How Tax Location Distorts Risk
A common strategy in financial planning is to optimize for tax efficiency by placing specific assets in specific accounts. For instance, many investors choose to hold all of their bonds in their RRSP and all of their stocks in their TFSA. On the surface, this looks like a balanced 50/50 split. However, because the government owns a slice of the RRSP but none of the TFSA, they effectively own a larger portion of your bonds than your stocks.
In this scenario, your after-tax reality shifts. While your pre-tax mix is 50% stocks and 50% bonds, your after-tax mix—the money that will actually fund your life—is closer to 59% stocks and 41% bonds. By shielding your stocks from taxes while allowing the government to tax your bonds, you have inadvertently created a more aggressive, equity-heavy portfolio. You are taking more risk than you realize because your safety net is being shared with the tax man.
The Math of After-Tax Returns
To understand why this matters, we must look at how these accounts grow over time. Imagine two investors.
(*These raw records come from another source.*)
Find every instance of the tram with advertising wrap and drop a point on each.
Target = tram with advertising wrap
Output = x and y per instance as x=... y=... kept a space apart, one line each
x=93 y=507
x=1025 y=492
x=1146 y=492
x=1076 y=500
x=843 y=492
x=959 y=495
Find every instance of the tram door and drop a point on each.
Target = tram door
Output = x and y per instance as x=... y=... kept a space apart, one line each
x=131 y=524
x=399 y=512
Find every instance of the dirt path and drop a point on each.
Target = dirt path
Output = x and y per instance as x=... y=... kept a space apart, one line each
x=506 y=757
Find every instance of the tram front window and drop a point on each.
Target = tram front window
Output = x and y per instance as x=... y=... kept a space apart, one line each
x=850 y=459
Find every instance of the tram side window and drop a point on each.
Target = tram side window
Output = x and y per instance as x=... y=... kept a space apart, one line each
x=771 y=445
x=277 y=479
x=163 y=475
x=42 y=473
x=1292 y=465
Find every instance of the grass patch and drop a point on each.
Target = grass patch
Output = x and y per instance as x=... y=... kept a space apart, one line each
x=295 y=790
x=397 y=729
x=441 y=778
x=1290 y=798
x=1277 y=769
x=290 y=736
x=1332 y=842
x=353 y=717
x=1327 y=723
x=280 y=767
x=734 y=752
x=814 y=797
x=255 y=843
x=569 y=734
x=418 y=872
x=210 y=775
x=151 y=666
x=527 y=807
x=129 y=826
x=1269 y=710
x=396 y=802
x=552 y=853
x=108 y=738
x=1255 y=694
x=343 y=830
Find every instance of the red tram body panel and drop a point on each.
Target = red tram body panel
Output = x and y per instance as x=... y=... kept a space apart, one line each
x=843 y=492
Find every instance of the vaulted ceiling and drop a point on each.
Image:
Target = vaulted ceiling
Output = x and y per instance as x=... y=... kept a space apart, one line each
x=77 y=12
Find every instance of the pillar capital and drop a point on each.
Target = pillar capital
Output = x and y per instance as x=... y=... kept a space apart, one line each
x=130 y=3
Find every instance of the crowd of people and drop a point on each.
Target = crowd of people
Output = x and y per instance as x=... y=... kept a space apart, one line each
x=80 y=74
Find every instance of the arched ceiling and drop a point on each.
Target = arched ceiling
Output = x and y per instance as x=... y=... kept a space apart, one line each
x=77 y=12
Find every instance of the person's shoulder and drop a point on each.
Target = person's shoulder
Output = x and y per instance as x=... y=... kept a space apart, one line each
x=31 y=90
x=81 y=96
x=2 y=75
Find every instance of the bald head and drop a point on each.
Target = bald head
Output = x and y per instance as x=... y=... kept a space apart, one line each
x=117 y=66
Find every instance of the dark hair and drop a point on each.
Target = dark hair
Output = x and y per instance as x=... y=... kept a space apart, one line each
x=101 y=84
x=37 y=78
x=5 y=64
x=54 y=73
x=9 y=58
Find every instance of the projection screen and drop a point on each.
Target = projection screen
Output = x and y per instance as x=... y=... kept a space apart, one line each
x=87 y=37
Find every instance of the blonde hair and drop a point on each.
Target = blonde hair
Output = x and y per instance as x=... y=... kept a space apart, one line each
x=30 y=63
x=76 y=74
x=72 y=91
Both have $100,000 split equally between an RRSP and a TFSA. The first investor puts all $50,000 of their bonds in the RRSP and all $50,000 of their stocks in the TFSA. The second investor mirrors their allocation, holding a 59/41 stock-to-bond split in both accounts. Despite having different pre-tax setups, both investors will end up with the exact same amount of money in their pockets after a year of growth.
This demonstrates a vital principle: it is the after-tax allocation that determines your actual financial outcome. If you intend to have a conservative 50/50 portfolio but you concentrate your bonds in a taxable or tax-deferred account, you aren't actually a conservative investor. You are an aggressive investor who has simply obscured your risk through account placement. The performance of your 'take-home' dollars will track the more aggressive equity weight, for better or for worse.
The Case for Mirroring Accounts
Accounting for these tax liabilities adds a significant layer of complexity to portfolio management. To truly optimize, an investor would need to constantly estimate their future tax rates and adjust their pre-tax holdings to hit a specific after-tax target. For most, this is an exercise in frustration and guesswork. Every time the market moves or tax laws change, the math shifts, requiring constant rebalancing across multiple accounts with different rules.
There is a simpler path: holding the same asset mix in every account. When you mirror your allocation across your RRSP, TFSA, and taxable accounts, your pre-tax and after-tax allocations become identical. You are essentially paying the government an equal share of every asset class you own. While this might sacrifice a small amount of theoretical tax optimization, it ensures that your risk profile remains transparent and intentional. It removes the guesswork and prevents you from accidentally over-leveraging yourself in equities during a bull market, only to realize the government owns half of your remaining bonds when the market turns.